Nowakowski pozostawił w żałobie żonę oraz dwoje dzieci.
Pożegnania przyjaciół i kolegów z branży
Wzruszające pożegnanie zamieścił także aktor Marcin Kwaśny, który wspominał swojego kolegę w mediach społecznościowych:
„Proszę Was o modlitwę za mojego kolegę Piotra. Zmarł nagle w wieku 50 lat. Osierocił żonę i dwójkę dzieci. Miał w sobie Bożą iskrę i pogodę ducha. Wierzę, że nadal się uśmiecha, będąc już po tamtej stronie. Do zobaczenia Piotrze! Jeszcze dokończymy naszą rozmowę…”.

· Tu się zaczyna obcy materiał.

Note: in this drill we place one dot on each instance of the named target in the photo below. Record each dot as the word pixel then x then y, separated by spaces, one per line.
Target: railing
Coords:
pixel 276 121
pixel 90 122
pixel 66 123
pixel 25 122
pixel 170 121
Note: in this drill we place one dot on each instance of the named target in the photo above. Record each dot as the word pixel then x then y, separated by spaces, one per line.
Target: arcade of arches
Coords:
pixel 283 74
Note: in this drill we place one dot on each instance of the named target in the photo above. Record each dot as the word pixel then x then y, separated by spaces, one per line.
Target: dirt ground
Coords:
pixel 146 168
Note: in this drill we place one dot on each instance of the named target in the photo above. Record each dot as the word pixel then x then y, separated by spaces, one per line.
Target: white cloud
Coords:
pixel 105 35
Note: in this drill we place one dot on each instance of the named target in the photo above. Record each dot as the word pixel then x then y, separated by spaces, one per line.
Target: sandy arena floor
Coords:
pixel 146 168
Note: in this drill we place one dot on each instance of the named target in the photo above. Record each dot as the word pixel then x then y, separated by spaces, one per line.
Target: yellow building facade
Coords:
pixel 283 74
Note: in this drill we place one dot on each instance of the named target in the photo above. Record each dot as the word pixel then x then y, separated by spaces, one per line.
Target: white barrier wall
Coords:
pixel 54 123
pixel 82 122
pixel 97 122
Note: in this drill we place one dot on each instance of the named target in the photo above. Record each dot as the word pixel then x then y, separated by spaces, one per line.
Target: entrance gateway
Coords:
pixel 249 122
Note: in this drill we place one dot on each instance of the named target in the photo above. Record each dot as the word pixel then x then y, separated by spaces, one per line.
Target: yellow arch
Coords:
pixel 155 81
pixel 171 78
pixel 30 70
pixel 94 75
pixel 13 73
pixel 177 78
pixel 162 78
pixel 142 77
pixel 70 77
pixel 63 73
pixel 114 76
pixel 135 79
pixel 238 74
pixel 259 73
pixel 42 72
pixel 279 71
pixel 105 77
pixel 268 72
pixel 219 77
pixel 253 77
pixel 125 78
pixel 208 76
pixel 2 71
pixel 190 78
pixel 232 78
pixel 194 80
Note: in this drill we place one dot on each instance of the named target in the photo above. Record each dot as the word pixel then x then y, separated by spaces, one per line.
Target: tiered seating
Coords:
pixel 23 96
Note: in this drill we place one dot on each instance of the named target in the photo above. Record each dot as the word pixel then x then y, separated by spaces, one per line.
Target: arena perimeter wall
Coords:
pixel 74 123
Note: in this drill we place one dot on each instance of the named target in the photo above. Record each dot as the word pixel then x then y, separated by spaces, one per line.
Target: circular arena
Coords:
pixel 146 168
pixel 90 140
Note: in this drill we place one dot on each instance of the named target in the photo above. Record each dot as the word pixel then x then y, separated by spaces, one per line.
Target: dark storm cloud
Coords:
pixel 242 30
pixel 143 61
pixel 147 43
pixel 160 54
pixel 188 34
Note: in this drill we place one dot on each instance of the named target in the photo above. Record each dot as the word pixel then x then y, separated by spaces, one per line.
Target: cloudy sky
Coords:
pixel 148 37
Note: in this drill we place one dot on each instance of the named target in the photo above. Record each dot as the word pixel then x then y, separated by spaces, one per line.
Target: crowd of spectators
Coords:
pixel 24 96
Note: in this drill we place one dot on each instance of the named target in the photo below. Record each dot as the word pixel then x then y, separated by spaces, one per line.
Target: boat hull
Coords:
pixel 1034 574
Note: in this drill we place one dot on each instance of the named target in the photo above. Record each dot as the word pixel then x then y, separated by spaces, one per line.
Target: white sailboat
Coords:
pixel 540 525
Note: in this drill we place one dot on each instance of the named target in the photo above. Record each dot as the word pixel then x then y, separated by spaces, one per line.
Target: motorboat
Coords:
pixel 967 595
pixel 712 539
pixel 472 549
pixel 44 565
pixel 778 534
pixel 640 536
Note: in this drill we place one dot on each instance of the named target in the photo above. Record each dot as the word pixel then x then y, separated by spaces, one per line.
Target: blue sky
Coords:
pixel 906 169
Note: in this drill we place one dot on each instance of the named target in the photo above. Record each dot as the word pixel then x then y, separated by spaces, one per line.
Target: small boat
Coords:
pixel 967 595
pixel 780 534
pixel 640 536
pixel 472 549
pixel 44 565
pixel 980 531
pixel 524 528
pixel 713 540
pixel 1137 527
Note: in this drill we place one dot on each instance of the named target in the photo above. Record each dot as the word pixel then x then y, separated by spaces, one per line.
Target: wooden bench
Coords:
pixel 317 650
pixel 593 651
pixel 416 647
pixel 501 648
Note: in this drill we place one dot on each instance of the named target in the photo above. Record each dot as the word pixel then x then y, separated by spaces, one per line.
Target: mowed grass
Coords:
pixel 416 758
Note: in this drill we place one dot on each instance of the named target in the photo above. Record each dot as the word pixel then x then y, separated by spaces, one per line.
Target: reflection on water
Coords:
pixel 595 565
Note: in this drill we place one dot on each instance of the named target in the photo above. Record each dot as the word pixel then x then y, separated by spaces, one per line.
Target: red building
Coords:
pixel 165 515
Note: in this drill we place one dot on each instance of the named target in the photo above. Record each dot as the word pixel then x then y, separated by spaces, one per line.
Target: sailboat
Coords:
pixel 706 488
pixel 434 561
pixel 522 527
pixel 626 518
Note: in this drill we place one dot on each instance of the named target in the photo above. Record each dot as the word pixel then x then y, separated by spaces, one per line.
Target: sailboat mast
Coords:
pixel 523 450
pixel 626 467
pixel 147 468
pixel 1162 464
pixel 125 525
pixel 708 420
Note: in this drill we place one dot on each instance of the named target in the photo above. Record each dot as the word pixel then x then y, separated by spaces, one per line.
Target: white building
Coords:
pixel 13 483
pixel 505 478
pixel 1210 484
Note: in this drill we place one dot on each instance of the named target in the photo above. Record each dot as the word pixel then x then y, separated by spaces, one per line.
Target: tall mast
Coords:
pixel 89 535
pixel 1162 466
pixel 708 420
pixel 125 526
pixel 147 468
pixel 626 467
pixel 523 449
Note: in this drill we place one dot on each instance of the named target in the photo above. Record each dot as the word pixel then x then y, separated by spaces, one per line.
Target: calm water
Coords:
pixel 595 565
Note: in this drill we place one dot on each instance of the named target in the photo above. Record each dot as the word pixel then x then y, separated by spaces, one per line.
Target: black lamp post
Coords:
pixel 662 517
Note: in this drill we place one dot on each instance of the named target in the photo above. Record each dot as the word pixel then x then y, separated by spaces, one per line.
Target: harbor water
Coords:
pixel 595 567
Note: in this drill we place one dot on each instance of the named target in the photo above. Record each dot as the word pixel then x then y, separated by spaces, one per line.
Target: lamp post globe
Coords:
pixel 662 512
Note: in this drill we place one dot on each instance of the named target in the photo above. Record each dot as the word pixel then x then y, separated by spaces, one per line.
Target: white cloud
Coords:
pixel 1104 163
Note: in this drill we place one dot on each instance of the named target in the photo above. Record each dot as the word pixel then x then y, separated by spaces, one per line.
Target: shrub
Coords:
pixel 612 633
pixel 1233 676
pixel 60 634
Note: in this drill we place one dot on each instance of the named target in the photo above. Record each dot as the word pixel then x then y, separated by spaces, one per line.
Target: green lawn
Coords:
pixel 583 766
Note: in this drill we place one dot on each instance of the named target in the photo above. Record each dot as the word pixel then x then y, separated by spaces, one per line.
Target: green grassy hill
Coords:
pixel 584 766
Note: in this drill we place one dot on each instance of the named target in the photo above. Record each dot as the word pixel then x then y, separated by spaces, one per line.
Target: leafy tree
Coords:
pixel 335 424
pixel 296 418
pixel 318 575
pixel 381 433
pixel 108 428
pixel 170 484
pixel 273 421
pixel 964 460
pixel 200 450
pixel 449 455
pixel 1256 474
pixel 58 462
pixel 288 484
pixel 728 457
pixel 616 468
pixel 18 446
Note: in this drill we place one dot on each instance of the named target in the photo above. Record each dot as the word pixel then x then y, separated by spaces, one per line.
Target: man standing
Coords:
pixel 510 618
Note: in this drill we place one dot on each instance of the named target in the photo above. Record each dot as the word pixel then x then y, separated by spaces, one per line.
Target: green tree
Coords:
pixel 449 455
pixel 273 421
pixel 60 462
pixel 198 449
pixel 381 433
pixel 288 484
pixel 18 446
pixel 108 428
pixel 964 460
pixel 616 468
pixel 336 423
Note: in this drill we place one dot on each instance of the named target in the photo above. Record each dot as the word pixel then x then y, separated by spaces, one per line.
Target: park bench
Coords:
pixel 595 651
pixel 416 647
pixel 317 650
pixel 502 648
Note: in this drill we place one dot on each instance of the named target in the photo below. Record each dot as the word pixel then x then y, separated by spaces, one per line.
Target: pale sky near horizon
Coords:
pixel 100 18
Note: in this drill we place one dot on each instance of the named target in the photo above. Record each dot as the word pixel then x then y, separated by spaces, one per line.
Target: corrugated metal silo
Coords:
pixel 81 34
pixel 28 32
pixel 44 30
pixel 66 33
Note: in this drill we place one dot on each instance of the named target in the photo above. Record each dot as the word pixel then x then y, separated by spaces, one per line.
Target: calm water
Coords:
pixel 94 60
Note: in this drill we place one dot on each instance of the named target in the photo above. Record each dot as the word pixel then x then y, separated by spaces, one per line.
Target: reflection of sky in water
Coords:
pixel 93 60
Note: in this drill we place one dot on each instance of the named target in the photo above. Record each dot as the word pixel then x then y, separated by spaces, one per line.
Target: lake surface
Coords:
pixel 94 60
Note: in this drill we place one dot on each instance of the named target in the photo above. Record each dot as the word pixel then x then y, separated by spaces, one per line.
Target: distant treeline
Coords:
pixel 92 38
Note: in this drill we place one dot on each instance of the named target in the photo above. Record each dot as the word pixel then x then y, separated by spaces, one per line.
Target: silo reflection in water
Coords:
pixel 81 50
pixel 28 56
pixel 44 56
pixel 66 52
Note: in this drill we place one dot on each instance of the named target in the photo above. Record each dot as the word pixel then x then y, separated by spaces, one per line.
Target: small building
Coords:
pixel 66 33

Słowa Kwaśnego pokazują, jak wielką pustkę pozostawił po sobie Nowakowski w środowisku artystycznym i wśród przyjaciół.
Ogromna strata dla polskiej kultury
Odejście Piotra Nowakowskiego to wielki cios dla świata teatru, filmu i telewizji. Artysta przez lata umilał czas widzom i zostawił po sobie dorobek, który na zawsze wpisze się w pamięć polskich odbiorców.